Individuals who are not domiciled and not resident, but own and let real estate in the UK, incur UK income tax on rental income. Capital gains tax applies only to UK residents if they sell their UK assets. Anti-avoidance provisions apply. Each tax year, individuals who are resident, but not domiciled in the UK, may choose to be taxed on a remittance basis. This means they are taxed on overseas income and capital gains only if these are brought to, or enjoyed, in the UK. Individuals who do not make this claim, are taxed on an arising basis on all worldwide income and capital gains. Long-term residents who claim remittance are liable for remittance charge.
Non-domiciled individuals resident in the UK and claiming remittance basis are advised to maintain separate bank accounts offshore for non-taxable capital, foreign capital gains and foreign income. Failure to do so creates a mixed fund, which results in higher rates of taxation on funds remitted to the UK.
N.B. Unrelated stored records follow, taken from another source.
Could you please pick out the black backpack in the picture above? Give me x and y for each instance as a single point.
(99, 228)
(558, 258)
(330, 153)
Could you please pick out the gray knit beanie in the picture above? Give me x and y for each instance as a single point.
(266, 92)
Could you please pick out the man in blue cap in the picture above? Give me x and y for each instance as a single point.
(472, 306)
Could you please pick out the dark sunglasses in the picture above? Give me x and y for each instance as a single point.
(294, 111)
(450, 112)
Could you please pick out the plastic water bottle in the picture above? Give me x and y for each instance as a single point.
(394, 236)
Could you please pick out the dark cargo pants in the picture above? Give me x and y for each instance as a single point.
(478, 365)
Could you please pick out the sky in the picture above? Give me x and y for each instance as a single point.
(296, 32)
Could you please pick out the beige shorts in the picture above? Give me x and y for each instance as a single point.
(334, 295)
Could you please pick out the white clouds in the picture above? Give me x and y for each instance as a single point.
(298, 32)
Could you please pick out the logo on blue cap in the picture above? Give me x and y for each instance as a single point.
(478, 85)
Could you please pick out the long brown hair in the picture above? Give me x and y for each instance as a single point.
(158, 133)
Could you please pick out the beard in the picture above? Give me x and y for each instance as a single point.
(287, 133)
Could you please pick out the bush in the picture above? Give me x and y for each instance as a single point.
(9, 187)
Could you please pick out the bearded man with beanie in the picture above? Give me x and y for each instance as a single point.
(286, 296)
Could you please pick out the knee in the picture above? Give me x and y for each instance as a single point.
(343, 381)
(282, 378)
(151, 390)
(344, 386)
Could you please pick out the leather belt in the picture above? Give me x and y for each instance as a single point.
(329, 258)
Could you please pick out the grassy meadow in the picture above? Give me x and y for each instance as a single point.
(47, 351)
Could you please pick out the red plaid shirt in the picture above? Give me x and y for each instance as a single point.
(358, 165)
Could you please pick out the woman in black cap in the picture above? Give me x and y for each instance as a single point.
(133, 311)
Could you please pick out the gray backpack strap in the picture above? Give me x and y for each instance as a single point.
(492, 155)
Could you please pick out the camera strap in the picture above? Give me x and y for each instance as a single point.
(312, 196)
Non-domiciled individuals resident in the UK who bring funds to the UK for business investment purposes, may claim business investment relief. Any foreign income or gains brought to the UK are treated as not remitted. Under UK inheritance tax rules, an individual who was resident in the UK for at least 17 out of 20 tax years, or if that individual was UK domiciled at any time in the past 3 previous years, is deemed domiciled in the UK. Their worldwide assets will therefore be subject to UK inheritance tax.
Inheritance tax situs rules apply to property located in the UK. Real estate owned by an overseas individual is taxable in the UK even if the individual is not resident and not domiciled in the UK. In the UK, non-EEA nationals can obtain an investor’s visa (investment of £2m in UK government bonds) or entrepreneurship visa (£200,000 investment in business), but investments in real estate do not qualify.